5. CONSIDERAÇÕES FINAIS
Observa-se que o Código Penal trata as medidas de segurança de uma forma que ainda reflete a teoria biodeterminista, segundo a qual não há a possibilidade de cura de um “doente mental criminoso”, dando a essa sanção um caráter substancialmente preventivo, segregando as pessoas com transtorno mental que estão em tratamento.
Devido a essa percepção de inalterabilidade, durante muito tempo manteve-se a ideia de que a internação era o tratamento ideal para o “louco infrator”. Porém, o que de fato ocorreu foi uma série de maus-tratos, abandono, segregação, preconceito, e até mortes. Por geralmente não possuir prazo determinado para findar, a medida de segurança pode ser considerada uma sentença de prisão perpétua, o que constitui um grande desrespeito à dignidade da pessoa humana.
A função preventiva da medida de segurança não é eficaz para o tratamento dos enfermos mentais que praticam delitos, pois não levam em conta a pessoa do infrator, apenas buscam uma solução imediata de “proteção” da sociedade contra os “loucos criminosos”. O isolamento do internado evidencia a sua objetificação, tornando-o alguém sem identidade e vontade. Constata-se a ineficiência dos tratamentos a que são submetidos os enfermos mentais que cumprem medida de segurança, uma vez que há complexidade para a obtenção de um diagnóstico preciso e o tratamento adequado. Nas unidades prisionais comuns podem ser encontradas pessoas com transtornos mentais, seja como preso provisório, seja como apenado, pois a perícia não conseguiu determinar se ele possuía ou não alguma enfermidade mental.
Os doentes mentais que cometem crime são submetidos a internação em Hospital de Custódia para tratamento psiquiátrico. Essas estruturas surgiram para substituir o manicômio judiciário, mas, na realidade, o ambiente continua sendo totalmente desfavorável para a recuperação do paciente e sua reinserção na sociedade. Essas instituições mantêm a mesma estrutura do século passado, isolando e humilhando o portador de transtorno mental, o que, muitas vezes, acarreta a piora do seu quadro clínico. Surge, portanto, a necessidade de uma reforma na aplicação da medida de segurança, com revisão dos seus objetivos e suas características.

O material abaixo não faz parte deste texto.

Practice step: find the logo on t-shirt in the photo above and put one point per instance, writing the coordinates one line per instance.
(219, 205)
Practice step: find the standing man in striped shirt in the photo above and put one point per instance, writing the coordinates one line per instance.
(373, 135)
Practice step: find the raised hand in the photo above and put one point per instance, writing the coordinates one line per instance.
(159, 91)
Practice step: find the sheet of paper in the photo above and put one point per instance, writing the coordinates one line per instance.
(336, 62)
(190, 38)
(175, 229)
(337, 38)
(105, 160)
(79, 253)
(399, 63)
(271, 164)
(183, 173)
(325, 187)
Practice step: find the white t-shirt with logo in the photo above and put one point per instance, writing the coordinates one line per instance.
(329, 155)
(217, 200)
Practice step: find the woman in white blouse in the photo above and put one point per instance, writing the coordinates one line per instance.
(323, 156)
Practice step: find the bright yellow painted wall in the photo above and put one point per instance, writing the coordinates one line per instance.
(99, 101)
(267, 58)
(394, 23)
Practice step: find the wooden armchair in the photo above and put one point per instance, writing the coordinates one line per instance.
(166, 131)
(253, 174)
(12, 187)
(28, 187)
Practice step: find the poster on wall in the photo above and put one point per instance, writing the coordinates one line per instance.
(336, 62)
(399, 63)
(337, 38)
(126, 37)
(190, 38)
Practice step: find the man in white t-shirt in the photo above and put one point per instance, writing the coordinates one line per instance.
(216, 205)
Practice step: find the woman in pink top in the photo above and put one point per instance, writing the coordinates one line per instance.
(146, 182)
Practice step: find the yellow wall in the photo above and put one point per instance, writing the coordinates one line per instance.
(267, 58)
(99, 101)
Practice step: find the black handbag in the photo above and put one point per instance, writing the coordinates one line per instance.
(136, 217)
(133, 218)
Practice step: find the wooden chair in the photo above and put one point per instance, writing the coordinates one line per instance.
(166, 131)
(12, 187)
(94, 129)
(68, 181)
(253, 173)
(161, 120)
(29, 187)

Mesmo com a evolução do conceito de direitos humanos na sociedade contemporânea, esses direitos não têm sido efetivados para as pessoas com transtorno mental. O favorecimento da dignidade da pessoa humana, necessária a todos, deve ser o objetivo primordial, não podendo ser abandonada ainda que o transtorno mental seja autor (ou partícipe) de crime.
Assim, recomenda-se um novo modelo de tratamento psiquiátrico, proposto pela Lei nº 10.216/2001 (Lei da Reforma Psiquiátrica). Contudo, esse modelo não foi regulamentado e implementado pelo governo. Então, sugere-se que as pessoas portadoras de transtorno mental sejam retiradas da internação nos hospitais psiquiátricos e encaminhadas para as residências terapêuticas, para que tenham um convívio social saudável e contato com os seus familiares.